Of course, according to the definition of atomic.
> The partially written, incomplete new version of "file"? What happens
> if the file is currently mmap'ed, as Henrique has asked?
Didn't I respond to that too? Again, old file.
> What if another program opens the file O_ATOMIC during the one day
> sleep period, so the file is in the middle of getting updated by two
> different processes using O_ATOMIC?
Again equivalent to using the rename trick. One of the updates will
win and since they don't depend on the old contents there are no
> How exactly do the semantics for O_ATOMIC work?
> And given at the momment ***zero*** file systems implement O_ATOMIC,
> what should an application do as a fallback? And given that it is
Fallback could be implement in the kernel or in userland. Using rename
as a fallback sounds reasonable. Implementations could switch to
O_ATOMIC when available.
> highly unlikely this could ever be implemented for various file
> systems including NFS, I'll observe this won't really reduce
> application complexity, since you'll always need to have a fallback
> for file systems and kernels that don't support O_ATOMIC.
I don't see a reason why this couldn't be implemented by NFS.
> And what are the use cases where this really makes sense? Will people
Lots of files are written in one go.

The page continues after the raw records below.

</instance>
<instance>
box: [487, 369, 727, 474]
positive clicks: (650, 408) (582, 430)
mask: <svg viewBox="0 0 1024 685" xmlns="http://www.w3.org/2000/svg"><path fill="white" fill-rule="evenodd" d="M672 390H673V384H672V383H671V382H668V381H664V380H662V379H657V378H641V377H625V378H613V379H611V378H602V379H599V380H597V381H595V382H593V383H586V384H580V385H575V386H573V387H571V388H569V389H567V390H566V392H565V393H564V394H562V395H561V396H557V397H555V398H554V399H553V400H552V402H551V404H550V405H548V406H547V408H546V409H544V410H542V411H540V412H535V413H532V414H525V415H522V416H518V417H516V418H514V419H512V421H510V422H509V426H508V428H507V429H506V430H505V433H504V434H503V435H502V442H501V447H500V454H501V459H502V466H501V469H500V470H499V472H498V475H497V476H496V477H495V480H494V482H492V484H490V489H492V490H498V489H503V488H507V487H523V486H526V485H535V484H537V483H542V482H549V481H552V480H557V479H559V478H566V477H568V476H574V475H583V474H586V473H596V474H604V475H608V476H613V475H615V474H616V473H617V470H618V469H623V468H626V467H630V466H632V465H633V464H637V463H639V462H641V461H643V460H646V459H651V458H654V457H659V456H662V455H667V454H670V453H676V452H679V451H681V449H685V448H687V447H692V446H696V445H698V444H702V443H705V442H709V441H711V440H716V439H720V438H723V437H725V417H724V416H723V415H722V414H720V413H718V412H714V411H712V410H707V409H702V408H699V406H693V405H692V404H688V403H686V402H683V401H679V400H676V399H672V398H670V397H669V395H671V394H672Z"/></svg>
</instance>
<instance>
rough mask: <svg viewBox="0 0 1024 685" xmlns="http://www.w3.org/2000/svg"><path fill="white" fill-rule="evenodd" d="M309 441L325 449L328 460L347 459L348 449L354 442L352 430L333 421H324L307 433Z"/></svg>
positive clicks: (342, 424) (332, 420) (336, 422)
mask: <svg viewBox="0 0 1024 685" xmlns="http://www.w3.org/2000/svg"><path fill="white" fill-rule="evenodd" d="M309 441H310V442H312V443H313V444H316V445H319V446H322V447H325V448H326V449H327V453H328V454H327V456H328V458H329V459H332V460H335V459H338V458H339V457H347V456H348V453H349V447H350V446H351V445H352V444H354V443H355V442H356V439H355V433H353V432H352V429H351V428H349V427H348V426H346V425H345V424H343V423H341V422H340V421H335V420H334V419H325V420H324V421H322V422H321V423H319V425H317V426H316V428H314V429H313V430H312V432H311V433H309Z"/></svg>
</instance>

They could all use this interface.
> really code to this interface, knowing that it only works on Linux
> (there are other operating systems, out there, like FreeBSD and
FreeBSD, Solaris and AIX probably also care about file consistency.
Discussing this proposal with them would be a good idea.
> Solaris and AIX, you know, and some application programmers _do_ care
> about portability), and the only benefits are (a) a marginal
> performance boost for insane people who like to write vast number of
> 2-4 byte files without any need for atomic updates across a large
> number of these small files, and (b) the ability to keep the the file
> owner unchanged when someone other than the owner updates said file
> (how important is this _really_; what is the use case where this
> really matters?).
As you've said yourself, a lot of apps don't get this right. Why not?
Because the safe way is much more complex than the unsafe way. APIs
should be easy to use right and hard to misuse. With O_ATOMIC, I feel
this is the case. Without, it's the opposite and the consequences are
obvious. There shouldn't be a tradeoff between safety and potential
O_ATOMIC is merely a proposed way to solve this problem. I've asked
(you) for a concrete code example to do it without O_ATOMIC support,
but nobody has been able to provide one yet.
> And of course, Olaf isn't actually offerring to implement this
> hypothetical O_ATOMIC. Oh, no! He's just petulently demanding it,
> even though he can't give us any concrete use cases where this would
> actually be a huge win over a userspace "safe-write" library that
> properly uses fsync() and rename().
Not true. I've asked (you) for just such a lib, but I'm still waiting
for an answer.
Why would anyone work on an implementation if there's no agreement about it?